Le nouveau vaccin [qui cible le XBB] est étonnamment efficace. Les récentes données suggèrent qu’il y a 60 % de chances de ne pas être hospitalisé si infecté, dit le Dr Deonandan, en ajoutant que, contrairement à ce que pensent beaucoup de gens, les vaccins aident à réduire la transmission. Les vaccins réduisent la probabilité d’infection. Ce n’est pas parfait, mais vous avez de meilleures chances de ne pas être infecté si vous avez été vacciné avec la nouvelle formulation.

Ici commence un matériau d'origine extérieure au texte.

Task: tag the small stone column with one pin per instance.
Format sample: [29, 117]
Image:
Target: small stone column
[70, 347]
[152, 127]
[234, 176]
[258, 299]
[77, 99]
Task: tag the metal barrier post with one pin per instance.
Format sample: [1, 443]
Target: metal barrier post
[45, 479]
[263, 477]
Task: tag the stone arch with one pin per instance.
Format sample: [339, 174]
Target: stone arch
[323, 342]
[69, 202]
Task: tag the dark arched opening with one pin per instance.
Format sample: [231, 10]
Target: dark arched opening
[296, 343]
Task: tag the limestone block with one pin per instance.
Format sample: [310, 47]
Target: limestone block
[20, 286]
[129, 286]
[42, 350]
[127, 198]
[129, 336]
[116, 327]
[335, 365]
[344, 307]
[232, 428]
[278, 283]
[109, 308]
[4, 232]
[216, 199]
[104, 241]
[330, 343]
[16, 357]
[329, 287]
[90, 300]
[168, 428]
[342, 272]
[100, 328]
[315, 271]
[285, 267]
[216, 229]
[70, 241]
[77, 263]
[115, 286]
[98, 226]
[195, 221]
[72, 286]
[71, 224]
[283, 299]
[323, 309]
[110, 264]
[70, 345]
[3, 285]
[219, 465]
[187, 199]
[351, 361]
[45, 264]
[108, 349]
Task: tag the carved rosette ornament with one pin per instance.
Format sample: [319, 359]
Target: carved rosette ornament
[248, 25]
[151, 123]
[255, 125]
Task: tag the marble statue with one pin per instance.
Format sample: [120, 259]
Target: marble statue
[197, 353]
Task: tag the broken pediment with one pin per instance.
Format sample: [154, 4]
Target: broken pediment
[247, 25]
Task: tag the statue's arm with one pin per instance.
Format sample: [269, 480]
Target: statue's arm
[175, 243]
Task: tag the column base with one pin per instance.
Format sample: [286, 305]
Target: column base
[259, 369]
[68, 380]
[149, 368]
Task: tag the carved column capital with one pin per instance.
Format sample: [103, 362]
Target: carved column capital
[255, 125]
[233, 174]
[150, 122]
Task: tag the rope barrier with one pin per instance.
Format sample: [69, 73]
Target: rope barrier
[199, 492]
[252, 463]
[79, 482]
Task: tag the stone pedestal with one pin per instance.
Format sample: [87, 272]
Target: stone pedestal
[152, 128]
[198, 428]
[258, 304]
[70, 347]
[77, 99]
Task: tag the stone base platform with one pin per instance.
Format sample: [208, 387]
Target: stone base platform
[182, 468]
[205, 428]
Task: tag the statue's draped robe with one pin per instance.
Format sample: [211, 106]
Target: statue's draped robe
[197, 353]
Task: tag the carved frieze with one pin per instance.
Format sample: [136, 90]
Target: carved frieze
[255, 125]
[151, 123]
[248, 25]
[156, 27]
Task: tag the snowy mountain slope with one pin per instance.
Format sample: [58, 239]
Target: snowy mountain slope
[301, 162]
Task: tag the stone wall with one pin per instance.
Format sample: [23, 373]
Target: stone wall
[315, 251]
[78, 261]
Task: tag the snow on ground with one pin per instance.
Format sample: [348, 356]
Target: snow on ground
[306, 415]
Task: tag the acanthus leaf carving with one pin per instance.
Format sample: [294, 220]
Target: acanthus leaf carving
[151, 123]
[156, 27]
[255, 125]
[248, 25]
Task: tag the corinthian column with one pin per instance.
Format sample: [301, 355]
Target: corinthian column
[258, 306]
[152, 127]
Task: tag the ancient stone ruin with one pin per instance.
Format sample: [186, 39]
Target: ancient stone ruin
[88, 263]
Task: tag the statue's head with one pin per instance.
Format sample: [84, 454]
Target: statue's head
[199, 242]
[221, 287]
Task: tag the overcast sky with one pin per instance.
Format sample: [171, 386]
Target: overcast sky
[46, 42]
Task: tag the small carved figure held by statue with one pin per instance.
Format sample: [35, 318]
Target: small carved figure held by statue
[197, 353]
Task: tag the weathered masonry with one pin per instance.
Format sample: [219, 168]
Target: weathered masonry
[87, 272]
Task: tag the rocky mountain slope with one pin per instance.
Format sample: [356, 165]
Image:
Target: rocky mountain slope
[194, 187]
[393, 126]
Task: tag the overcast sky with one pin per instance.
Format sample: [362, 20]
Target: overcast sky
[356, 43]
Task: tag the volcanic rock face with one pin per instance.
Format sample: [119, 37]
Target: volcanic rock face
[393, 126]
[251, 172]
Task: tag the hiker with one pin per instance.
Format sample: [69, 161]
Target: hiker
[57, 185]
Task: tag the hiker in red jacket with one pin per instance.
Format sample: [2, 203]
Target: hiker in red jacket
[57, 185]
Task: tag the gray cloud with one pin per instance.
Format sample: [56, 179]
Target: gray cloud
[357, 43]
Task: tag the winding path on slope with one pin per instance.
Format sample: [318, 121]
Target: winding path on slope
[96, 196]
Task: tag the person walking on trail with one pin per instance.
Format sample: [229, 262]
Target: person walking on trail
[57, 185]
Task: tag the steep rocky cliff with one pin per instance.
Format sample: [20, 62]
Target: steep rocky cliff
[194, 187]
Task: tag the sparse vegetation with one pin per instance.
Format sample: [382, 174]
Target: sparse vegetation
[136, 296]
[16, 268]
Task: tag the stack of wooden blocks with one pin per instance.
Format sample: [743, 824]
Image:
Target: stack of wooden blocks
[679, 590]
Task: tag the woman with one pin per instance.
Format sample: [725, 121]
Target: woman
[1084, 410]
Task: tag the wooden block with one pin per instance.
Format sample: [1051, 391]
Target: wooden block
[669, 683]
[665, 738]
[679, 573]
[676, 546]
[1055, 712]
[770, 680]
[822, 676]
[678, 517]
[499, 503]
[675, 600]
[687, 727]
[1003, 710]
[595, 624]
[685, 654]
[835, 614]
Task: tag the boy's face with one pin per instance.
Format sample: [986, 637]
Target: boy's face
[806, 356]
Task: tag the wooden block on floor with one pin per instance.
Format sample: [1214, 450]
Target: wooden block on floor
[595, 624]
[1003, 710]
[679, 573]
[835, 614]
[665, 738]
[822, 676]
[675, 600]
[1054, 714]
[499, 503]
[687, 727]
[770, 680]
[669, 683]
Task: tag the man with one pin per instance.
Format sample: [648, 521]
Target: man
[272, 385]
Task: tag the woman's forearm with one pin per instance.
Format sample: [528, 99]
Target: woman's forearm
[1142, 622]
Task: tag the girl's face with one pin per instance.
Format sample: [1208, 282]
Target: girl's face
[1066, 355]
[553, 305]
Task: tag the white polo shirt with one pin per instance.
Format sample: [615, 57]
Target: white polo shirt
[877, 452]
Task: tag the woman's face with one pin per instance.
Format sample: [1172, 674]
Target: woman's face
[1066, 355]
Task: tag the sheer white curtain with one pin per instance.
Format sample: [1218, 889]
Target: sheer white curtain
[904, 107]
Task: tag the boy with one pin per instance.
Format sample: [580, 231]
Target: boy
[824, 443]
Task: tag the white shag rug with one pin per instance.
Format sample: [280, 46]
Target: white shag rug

Le Dr Deonandan pense qu’il y a plusieurs facteurs qui expliquent pourquoi les Canadiens n’ont pas reçu une nouvelle dose du vaccin. Les gens ne savent pas ce qui existe [en termes de vaccins]. Ils ne savent pas que le vaccin existe et qu’il a été mis à jour. Ils ne savent pas que la pandémie existe toujours.

Il critique d’ailleurs les médecins et les experts qui disent que les personnes qui ne sont pas vulnérables n’ont pas besoin de se faire vacciner parce qu’ils ont un faible risque de complications.

Il y a une incompréhension quant à la différence entre le risque individuel et le risque collectif. Oui, un individu [en santé] n’a peut-être pas de chances élevées de mourir de la COVID-19, mais moins il y a de maladie qui circule, moins les personnes vulnérables sont infectées. Et ça, c’est un fardeau de moins sur le système de santé. Il faut arrêter de penser seulement à l’effet individuel, mais de penser au niveau populationnel.